With Cats taking a battering at the box office, 909originals revisits the adventures of another titular tabby who sought to reach for the stars.
While Paula Abdul’s Opposites Attract is a surefire 80s pop gem, decision to partner the Straight Up songstress with a cartoon feline, MC Skat Kat, in the accompanying video sent the 1989 release into the stratosphere.
Designed by animators Michael Patterson (who also created A-Ha’s Take On Me) and Candace Reckinger, MC Skat Kat, voiced by Derrick Stevens, was styled as a streetwise kitty with lyrical prowess and a Travis Bickle-style haircut.
He also boasted some serious moves, which were performed by the legendary Michael “Boogaloo Shrimp” Chambers (of Breakin’ and Electric Boogaloo fame) using green screen technology.
MC Skat Kat captured the imagination of the public, and some two months on from its release, Opposites Attract hit number one in the US early February 1990. It also won the Best Short Form Music Video award at the 1991 Grammys.
But what then? Was MC Skat Kat doomed to fade into obscurity, like fellow late 80s heroes Yahoo Serious or Roger Rabbit?
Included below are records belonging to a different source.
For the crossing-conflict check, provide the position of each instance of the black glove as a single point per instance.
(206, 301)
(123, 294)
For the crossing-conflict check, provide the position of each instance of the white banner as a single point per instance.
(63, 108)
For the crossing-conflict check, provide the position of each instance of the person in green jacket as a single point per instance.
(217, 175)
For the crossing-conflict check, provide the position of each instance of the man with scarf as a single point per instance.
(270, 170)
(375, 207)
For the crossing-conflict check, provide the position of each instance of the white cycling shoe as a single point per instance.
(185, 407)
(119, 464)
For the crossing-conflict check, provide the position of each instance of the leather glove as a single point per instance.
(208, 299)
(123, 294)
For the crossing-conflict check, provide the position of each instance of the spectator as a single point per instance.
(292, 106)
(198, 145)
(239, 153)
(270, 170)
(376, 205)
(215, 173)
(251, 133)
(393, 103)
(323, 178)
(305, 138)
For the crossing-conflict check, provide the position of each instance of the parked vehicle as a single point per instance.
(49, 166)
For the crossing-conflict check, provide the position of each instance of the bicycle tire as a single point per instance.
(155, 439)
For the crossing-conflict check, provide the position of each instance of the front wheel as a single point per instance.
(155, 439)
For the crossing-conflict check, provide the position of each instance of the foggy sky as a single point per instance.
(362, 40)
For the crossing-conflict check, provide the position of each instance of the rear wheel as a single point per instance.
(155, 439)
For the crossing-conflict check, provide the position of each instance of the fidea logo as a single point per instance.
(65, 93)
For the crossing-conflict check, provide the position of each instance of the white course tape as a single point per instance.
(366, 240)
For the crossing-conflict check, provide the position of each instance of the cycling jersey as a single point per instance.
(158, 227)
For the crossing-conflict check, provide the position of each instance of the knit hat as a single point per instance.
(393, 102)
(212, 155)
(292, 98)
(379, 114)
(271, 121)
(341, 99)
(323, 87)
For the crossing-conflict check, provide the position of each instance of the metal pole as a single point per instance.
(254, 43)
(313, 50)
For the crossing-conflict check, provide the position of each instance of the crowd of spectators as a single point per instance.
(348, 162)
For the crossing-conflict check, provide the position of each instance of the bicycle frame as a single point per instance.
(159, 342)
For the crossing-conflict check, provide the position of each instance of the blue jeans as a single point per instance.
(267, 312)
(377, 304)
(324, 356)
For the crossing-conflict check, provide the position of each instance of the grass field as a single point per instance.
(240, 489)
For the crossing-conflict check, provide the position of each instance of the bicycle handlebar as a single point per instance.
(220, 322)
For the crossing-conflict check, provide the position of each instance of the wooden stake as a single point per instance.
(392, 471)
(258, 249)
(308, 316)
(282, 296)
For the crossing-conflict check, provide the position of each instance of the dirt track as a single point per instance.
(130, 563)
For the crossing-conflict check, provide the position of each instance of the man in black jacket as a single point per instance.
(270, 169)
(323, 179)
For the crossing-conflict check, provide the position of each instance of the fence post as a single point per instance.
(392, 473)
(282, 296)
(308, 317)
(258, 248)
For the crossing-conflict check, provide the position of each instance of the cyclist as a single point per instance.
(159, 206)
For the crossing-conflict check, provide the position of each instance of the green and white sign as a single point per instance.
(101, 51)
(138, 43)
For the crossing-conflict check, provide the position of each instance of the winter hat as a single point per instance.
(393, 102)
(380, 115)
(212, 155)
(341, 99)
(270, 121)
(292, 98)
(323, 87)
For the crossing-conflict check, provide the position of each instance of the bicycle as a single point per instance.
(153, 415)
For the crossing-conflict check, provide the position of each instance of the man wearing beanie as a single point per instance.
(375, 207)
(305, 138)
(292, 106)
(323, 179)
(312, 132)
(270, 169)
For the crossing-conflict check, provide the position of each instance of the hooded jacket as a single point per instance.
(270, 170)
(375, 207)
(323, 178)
This is one pussy that would not go gently into that good night.
Bolstered by the success of Opposites Attract, an animated ‘group’ (a precursor to Gorillaz?) was hastily assembled, MC Skat Kat and the Stray Mob, which saw Skat team up with characters Fatz, Taboo, Micetro, Leo, Katleen, and Silk, several of which had similarly appeared in Abdul’s video.
1991 saw the release of an album, The Adventures of MC Skat Kat and the Stray Mob, which featured a number of feline-inspired cuts – I Ain’t No Kitty, No Dogs Allowed, On The Prowl and New Kat Swing.
Skat Strut, which borrowed heavily from Earth, Wind & Fire’s Let’s Groove, was only single to be released, with Abdul emerging from an inkwell (and why not!) in the accompanying video.
In case people didn’t get the reference, at one point MC Skat Kat raps:
“For those who don’t know me
My name is Skat
I’m the kat who did the rap in “Opposites Attract”
Me and Paula did a duo and then I went solo
To grab the microphone and make the ladies go”
The video’s popularity did little to lift the performance of the single, however, which hit a high of #96 on the Billboard Hot 100.
A second video was produced, for the track Big Time (check it out here), but following a disappointing showing, things were not looking good for the Stray Mob.
As one review of The Adventures Of… (albeit a few years after its release) put it, the album was a “product of clueless committee thinking and Milli Vanilli-style studio hackwork at its most cynical”.
Unfair, perhaps, but the album’s chart performance failed to argue otherwise.
Rumours of an animated feature never materialised, and obscurity loomed, despite a late push from Abdul, who brought a somewhat terrifying live action MC Skat Kat on her Under My Spell tour, which ran until August 1992.
Following an appearance in a public service music video to promote recycling, Yakety Yak, Take it Back (which also featured artists as diverse as Ozzy Osbourne and Bette Middler), and sporadic appearances on television, MC Skat Kat’s star sadly faded.
But all cats have nine lives, as the old saying goes, and there’s something about this moggy that refuses to die, with MC Skat Kat making a recent appearance on American Dad – in which he busts a move before inquiring about a long-awaited janitorial job.
Derrick Stevens, Skat’s original voice actor, even reprised his role for the short skit.
“It didn’t make me rich, but how many people can actually say they’ve been on a number one record?,” Stevens recently told Minneapolis rapper Ace-B Mr. Hitchcock. “I can say that, I’ve participated in a number one R&B record.”
Three decades on from his first appearance, isn’t it time we heard more from MC Skat Kat?